He went back out onto the balcony and looked, with a growing feeling of puzzlement and uneasiness. Yes, the boats were there, midway between the island of Itaparica and the round Fort of São Marcelo, and, indeed, the people in the boats were not fishing but tossing flowers into the sea, scattering petals, blossoms, bouquets on the water, crossing themselves, and though he could not hear them—his heart was pounding—he was certain that those people were also praying and perhaps singing.

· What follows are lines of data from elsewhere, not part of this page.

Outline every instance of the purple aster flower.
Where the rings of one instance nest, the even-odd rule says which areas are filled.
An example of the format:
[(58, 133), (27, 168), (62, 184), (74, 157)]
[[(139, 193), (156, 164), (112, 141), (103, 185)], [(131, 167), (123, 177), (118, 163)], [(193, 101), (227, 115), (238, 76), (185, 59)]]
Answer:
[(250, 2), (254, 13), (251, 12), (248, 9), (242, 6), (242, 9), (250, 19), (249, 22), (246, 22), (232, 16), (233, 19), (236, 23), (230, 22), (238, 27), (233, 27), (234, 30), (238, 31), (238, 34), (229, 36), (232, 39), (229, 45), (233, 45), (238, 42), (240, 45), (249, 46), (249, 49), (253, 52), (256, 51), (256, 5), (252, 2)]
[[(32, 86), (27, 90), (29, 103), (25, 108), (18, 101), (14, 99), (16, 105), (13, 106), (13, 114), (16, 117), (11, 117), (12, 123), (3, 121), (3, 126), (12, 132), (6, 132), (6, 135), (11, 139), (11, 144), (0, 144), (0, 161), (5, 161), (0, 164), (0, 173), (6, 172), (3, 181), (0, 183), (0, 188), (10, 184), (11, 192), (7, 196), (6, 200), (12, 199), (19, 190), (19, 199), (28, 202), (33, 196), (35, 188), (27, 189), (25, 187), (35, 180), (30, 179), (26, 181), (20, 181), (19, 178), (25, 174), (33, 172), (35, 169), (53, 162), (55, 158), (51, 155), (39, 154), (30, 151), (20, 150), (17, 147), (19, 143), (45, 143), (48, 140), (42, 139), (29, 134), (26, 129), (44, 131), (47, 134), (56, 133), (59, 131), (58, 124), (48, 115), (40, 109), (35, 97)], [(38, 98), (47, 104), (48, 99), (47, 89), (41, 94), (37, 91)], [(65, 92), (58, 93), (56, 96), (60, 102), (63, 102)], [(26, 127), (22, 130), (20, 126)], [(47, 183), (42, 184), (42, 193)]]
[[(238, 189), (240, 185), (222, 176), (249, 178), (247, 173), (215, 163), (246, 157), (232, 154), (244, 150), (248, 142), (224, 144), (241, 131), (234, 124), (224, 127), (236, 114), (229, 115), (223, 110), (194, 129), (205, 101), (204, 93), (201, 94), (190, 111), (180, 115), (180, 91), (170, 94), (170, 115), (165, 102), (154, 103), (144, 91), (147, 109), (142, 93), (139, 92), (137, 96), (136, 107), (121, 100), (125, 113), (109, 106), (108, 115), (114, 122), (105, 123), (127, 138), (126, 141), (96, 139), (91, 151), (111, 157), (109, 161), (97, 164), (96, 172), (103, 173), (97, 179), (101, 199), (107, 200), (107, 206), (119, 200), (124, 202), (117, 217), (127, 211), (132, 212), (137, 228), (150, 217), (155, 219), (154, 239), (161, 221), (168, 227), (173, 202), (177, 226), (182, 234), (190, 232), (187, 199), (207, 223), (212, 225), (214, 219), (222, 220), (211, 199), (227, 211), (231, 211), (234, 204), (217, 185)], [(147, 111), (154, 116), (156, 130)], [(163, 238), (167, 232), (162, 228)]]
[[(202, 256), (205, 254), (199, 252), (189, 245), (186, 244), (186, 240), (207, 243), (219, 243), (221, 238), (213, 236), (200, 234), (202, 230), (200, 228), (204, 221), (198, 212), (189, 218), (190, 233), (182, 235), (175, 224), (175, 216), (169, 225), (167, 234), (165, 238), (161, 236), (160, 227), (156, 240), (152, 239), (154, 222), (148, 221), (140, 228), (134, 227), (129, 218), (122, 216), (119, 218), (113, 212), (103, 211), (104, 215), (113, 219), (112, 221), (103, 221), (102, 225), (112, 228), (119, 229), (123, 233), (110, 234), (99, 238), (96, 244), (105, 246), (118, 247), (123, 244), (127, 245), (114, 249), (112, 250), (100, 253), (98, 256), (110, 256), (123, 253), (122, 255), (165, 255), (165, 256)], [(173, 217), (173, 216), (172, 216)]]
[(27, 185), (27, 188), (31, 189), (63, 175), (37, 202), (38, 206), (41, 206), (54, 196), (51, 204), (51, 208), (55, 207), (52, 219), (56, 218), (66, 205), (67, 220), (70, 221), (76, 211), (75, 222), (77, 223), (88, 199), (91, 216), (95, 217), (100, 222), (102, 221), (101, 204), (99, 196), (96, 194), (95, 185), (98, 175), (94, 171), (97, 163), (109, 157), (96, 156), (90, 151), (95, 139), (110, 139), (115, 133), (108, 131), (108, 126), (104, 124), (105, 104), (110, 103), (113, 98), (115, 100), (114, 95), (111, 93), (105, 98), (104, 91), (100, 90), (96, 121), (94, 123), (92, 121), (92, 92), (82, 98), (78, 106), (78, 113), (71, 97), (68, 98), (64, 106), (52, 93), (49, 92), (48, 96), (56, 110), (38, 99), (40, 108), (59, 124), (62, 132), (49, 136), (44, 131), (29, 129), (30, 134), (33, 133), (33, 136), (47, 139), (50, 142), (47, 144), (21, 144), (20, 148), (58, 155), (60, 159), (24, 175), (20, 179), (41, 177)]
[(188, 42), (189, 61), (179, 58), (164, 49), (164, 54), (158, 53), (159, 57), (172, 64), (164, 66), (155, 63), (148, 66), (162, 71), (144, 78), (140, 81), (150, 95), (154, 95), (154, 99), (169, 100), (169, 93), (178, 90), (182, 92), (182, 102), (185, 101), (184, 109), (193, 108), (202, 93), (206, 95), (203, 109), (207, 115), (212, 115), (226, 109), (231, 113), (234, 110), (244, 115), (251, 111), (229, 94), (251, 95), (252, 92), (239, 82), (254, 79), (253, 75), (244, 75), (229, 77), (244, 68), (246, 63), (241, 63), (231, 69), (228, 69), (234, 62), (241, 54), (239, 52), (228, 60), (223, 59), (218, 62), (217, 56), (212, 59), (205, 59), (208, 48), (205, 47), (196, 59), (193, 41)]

The Lion of Natuba hears that it is the first of October, the Little Blessed One’s birthday, that the soldiers are attacking Canudos from three sides trying to breach the barricades on Madre Igreja, the one on São Pedro, and the one at the Temple of the Blessed Jesus, but it is the other thing that keeps ringing in his great shaggy head: that Pajeú’s head, without eyes or a tongue or ears, has been for some hours balanced on the end of a stake planted in the dogs’ trenches, out by Fazenda Velha. They’ve killed Pajeú. They’ve doubtless also killed all those who stole into the atheists’ camp with him to help the Vilanovas and the strangers get out of Canudos, and they’ve doubtless also tortured and decapitated these latter. How much longer will it be before the same thing happens to him, to the Mother of Men, and to all the women of the Sacred Choir who have knelt to pray for the martyred Pajeú?

The shooting and the shouting outside deafen the Lion of Natuba as Abbot João pushes open the little door of the Sanctuary.

“Come out! Come out! Get out of there!” the Street Commander roars, gesturing with both hands for them to hurry. “To the Temple of the Blessed Jesus! Run!”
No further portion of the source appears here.